Angle of Repose - Wallace Stegner [231]
Oh, Augusta, how I wept when I read that telegram with all its enthusiasm instantly renewed and all its hope as intact as if we had not spent these six years–seven, nearly–pursuing disappointment. I wept for joy that Oliver’s hope is revived, and for bitterness that it was so long frustrated, and for grief that years of failure have left scars we may never be able to forget. Do you understand me? I hope you do–completely. I should not like to be understood only partially, and yet that is the way I understand myself. And I wept for fear, too –fear that hope may be dashed again as it has been dashed so many times.
These contradictory feelings have led me to postpone my return for now, though my impulse was to catch the first train. Oliver will be incontinently busy, as he likes to be, and away much of the time. We will have no firm place to stay, since the canyon buildings are already converted into engineering headquarters, with their windows gloriously unwashed and their floors pocked with boot nails. Boise itself does not appeal to me, especially with Oliver much away. So it is Victoria for another while longer.
Let me urge you–how ridiculous this is, and yet nothing would make me happier than to have my suggestion taken–that if you want to file on land in the Boise Valley you should empower Oliver to do the preliminary filing for you at once. I shall write him to do so; you can let me know if you want him thereafter to go ahead. Presently, all government lands are withdrawn from entry pending their classification as irrigable or nonirrigable, and the land offices are packed with angry speculators denouncing Major Powell, Captain Dutton, and my poor husband.

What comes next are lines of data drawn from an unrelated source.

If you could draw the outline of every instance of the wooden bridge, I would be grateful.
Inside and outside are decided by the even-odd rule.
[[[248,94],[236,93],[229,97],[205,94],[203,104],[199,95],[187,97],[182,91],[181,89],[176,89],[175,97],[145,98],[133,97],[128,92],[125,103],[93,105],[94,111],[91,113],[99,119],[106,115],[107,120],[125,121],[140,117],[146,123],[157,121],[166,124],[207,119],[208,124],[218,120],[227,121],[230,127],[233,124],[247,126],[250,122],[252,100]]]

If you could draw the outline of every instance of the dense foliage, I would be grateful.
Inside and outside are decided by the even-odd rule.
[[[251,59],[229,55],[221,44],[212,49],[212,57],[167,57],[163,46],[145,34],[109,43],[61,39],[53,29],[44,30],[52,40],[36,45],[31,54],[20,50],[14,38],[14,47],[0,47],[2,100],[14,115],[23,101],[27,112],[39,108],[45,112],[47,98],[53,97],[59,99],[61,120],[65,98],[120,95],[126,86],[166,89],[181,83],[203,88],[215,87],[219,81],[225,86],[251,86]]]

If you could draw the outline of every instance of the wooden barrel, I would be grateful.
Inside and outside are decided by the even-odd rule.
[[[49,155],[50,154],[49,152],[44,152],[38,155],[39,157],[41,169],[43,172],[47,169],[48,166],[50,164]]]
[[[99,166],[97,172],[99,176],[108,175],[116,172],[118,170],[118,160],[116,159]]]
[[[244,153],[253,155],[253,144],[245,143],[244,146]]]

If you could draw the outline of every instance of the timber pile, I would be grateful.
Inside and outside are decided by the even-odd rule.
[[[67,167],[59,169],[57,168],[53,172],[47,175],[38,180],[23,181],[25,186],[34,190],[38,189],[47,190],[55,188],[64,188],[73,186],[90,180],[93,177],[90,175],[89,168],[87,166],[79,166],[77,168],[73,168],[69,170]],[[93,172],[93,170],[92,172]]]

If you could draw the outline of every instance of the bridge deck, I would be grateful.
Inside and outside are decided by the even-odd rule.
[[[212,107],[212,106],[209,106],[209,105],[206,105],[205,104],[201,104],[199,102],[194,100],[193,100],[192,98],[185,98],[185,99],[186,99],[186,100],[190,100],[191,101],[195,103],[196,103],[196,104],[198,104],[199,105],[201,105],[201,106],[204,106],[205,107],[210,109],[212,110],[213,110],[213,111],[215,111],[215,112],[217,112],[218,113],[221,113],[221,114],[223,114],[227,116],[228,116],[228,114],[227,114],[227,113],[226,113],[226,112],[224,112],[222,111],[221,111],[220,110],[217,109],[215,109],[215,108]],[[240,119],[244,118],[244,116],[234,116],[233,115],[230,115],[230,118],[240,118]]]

But all the lands under our ditches have been certified, and await only the President’s proclamation to be re-opened to entry. (And how I wish your dear friend Mr. Cleveland were still in office to make that proclamation, and complete the great land reform that was begun in his term!) With the constitutional convention due to convene in Boise this summer, and the Susan going forward as fast as Wiley can drive it, there will be such a land boom as Idaho and perhaps the West has never seen.
Do you see the effect on me of the first good news in years? Already I am infected with optimism, and am almost willing to expose myself and the children yet again to the uncertainties of life in the Boise Valley, and to those other uncertainties that I dread.
Uncertainties about Grandfather or about her treacherous feeling for Frank Sargent? Since Frank had gone up to Kellogg to the gold mines, I have to assume it was Grandfather whom she doubted. I suppose her letters must have suggested that now, with the canal going forward and his anxieties removed, he might promise her never to give in to his weakness again. I suppose he would have ignored any such suggestion. Love her and admire her and respect her he did; let her manage him he would not. He was as stubborn as a post, and in his way as word-blind as my dyslectic father.
So I assume that he neither stooped to beg her to come home, nor made any promises. Nor, understanding the Frank Sargent situation, would he have asked any of her. He probably reported on the progress of the ditch and ignored the state of his feelings, while he waited for her true feelings to reassert themselves. At last, in August 1889, after fifteen months away, she came back.